Absolument. Nous avons mis en place des processus permettant d’atténuer les problèmes et les délais potentiels. Par exemple, il y a un certain temps, nous avons développé un formulaire normalisé de renseignements de prêt dans le cadre de notre processus d’engagement. Lorsqu’un emprunteur le remplit ou l’envoie à son avocat pour que ce dernier le remplisse, cela facilite grandement le déroulement de la transaction en évitant les allers et retours autrement requis pour remplir les obligations imposées par les règles dites « Connaissez votre client ».
Quelle est l’information dont vous avez besoin?
En plus de renseignements détaillés sur les propriétaires de la société – y compris sur les pourcentages de participation au capital-actions –, la loi nous oblige de documenter la composition du conseil d’administration, de dresser la liste des signataires autorisés, de fournir les noms du gestionnaire immobilier et du courtier d’assurance ainsi que le prix d’achat de l’immeuble et l’utilisation prévue du produit du prêt. Nous devons aussi produire une déclaration si des personnes politiquement exposées sont des parties à la transaction.
Qu’est-ce qu’une personne politiquement exposée?
Il s’agit de toute personne qui occupe un poste de haut rang au sein du gouvernement du Canada ou d’un gouvernement étranger ou encore au sein d’un organisme gouvernemental ou d’une organisation internationale. Bref, une personne politiquement exposée est toute personne pouvant être susceptible d’être inhabituellement influencée ou corrompue ou encore qui est étroitement associée à une telle personne. C’est une déclaration obligatoire pour chaque transaction
On a l’impression que vous avez travaillé considérablement à simplifier vos processus.

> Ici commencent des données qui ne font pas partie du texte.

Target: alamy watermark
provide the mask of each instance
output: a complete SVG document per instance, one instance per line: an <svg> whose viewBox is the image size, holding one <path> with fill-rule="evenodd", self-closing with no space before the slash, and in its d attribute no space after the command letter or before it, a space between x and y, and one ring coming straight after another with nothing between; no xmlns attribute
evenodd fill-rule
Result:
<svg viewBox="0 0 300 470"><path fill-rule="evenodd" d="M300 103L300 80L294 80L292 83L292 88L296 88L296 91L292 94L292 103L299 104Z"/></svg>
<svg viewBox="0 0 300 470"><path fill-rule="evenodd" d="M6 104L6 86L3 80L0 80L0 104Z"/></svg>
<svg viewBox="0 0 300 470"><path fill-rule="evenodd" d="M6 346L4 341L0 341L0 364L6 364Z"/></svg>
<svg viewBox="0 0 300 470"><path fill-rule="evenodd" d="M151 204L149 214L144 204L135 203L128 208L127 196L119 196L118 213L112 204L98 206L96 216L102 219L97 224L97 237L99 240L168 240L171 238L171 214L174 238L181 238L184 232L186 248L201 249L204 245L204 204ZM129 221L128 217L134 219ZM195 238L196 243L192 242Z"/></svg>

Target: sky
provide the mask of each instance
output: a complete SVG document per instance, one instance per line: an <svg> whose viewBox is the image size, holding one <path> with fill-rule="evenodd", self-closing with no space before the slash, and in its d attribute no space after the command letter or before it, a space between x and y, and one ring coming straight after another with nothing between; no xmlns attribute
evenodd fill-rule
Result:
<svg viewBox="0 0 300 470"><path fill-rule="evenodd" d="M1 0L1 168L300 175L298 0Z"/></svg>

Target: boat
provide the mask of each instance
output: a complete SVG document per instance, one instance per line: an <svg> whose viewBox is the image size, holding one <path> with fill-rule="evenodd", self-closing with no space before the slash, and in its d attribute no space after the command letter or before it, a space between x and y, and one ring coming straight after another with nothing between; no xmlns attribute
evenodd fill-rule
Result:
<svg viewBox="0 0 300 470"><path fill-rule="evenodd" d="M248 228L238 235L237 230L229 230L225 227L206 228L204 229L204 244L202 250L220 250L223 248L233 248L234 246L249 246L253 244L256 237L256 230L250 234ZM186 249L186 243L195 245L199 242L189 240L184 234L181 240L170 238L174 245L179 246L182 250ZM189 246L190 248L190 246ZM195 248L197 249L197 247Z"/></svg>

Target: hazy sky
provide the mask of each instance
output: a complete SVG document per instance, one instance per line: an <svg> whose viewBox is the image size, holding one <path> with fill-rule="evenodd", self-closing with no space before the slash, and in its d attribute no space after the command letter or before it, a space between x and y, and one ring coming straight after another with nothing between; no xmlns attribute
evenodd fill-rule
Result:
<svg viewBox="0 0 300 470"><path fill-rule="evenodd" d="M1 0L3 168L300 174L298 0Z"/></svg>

En effet, nous avons mis en place un programme complet de lutte au blanchiment d’argent qui s’applique à l’échelle de l’entreprise tout entière. Chaque membre de l’équipe de First National suit une formation annuelle sur la lutte au blanchiment d’argent, et ce, peu importe le poste qu’il occupe dans l’organisation. Cette formation vise à lui permettre de faire son travail efficacement. Du côté des ventes, l’équipe a développé considérablement ses compétences au fil des ans et, aujourd’hui, sait exactement quelles questions poser et comment aider les clients à se conformer aux exigences de la loi. De plus, nous partageons à intervalles réguliers des mises à jour avec nos services de première ligne étant donné que nous sommes continuellement saisis de nouveaux renseignements.
Y a-t-il d’autres améliorations ou modifications à la loi régissant la lutte au blanchiment d’argent à venir selon vous?
Je pense que cette loi sera continuellement appelée à évoluer, car les criminels qui blanchissent de l’argent raffinent continuellement leurs méthodes.
Malgré les mesures prises par First National pour venir en aide aux emprunteurs, vos clients ne sautent sûrement pas de joie à devoir fournir encore plus d’information qu’avant.
C’est juste et nous comprenons que la lutte au blanchiment d’argent impose un fardeau que tous nos clients partagent. Cependant, je pense aussi que nous sommes rendus à un stade où la loi est là pour de bon et que nos emprunteurs le comprennent aussi bien que nous. À la fois First National et ses clients reconnaissent que nos actions rendent un service utile à l’ensemble de la société. Comme First National accepte de remplir cette obligation continue, elle a fait une priorité de développer des processus qui aideront ses emprunteurs à remplir leurs propres obligations en matière de lutte au blanchiment d’argent.